Friday, March 6th, 2009

Steve Shannon
AllianceOn a recent trip to Washington, D.C., I had the pleasure of visiting with Patrick Ross, executive director of the Copyright Alliance. A two-year old organization, it members – all involved in the creation of original works – include songwriters, photographers, recording artists, graphic designers, and software developers, as well as the owners of motion pictures, videogames, and sports leagues.

My chat with Patrick illuminated for me the forces at work in the world of copyright and what the future will hold.  Of course, given my work at BurrellesLuce, a lot of my questions to him were about newspapers and magazines.

In quizzing Patrick about what’s ahead for the printed media, I learned he sees a continuing online evolution. He believes consumers of that media will see a mixed model of free and paid content, with the horse already being out of the barn on free content. Once publishers secure an ongoing and viable business model, Patrick thinks they will then put more muscle behind copyright enforcement, and will rely on technology to track the use of their material.

Because most news items have a shelf life, Patrick believes they have a lower value to digital pirates. Still, Patrick notes when piracy does take place, it happens in real time. Going forward, this may force publishers to become hyper-vigilant about protecting their copyrights.  As an example, Patrick points out that the content of his own blog on copyright is already being pirated and used to sell ads. Patrick is flattered that his content is considered valuable, as his readership is remarkably high given the weighty nature of its subject matter, but like any publisher, he wants his users to interact with his content in the context of his choosing, in this case the Copyright Alliance website.

Of note, Patrick told me that while copyright law is about 300 years old, one can find many examples of the use of the word piracy related to takings of original works about 400 years ago.  Clearly copyrights and their infringement is an age-old issue.
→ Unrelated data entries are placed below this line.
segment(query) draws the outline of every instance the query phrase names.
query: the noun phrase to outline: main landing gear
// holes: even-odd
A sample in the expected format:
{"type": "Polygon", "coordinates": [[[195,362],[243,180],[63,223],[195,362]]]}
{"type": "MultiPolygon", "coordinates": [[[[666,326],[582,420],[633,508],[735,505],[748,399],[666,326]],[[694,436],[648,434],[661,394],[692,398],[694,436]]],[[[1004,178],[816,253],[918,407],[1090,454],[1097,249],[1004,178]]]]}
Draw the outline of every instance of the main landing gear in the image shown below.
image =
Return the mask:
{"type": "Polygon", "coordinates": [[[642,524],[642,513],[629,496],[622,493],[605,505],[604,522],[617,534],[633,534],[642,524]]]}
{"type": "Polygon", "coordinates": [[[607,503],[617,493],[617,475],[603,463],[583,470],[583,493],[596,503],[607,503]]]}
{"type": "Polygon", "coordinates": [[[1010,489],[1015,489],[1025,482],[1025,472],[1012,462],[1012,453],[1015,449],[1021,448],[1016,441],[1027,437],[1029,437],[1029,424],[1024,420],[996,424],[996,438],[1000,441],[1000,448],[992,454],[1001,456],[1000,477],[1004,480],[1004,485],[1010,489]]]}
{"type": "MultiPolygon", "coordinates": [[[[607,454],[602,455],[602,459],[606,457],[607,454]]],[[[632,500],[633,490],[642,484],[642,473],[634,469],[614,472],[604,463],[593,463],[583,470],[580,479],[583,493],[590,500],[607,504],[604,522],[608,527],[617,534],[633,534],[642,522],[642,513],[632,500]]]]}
Lastly, I asked Patrick what he sees on the horizon for the next two to three years in regard to copyright.  Patrick’s first observation was that the Prioritizing Resources and Organization for Intellectual Property Act of 2007 (PRO-IP Act) signed into law by President Bush is a significant development for copyright protection and enforcement. While not yet funded, PRO-IP should be soon, putting a cabinet-level intellectual property coordinator in the White House and increasing criminal penalties for trademark and copyright infringement. Patrick also thinks the Department of Justice will add staff to their computer crimes division for the specific purpose of piracy enforcement.

In wrapping up with Patrick, I asked one more question about the news media world and how the “build it and they will come” model needs to change.  His answer was quick, succinct, and noteworthy for public relations professional in this new Media 2.0 world: “Find your audience and move towards them with content.”  Copyrighted content of course.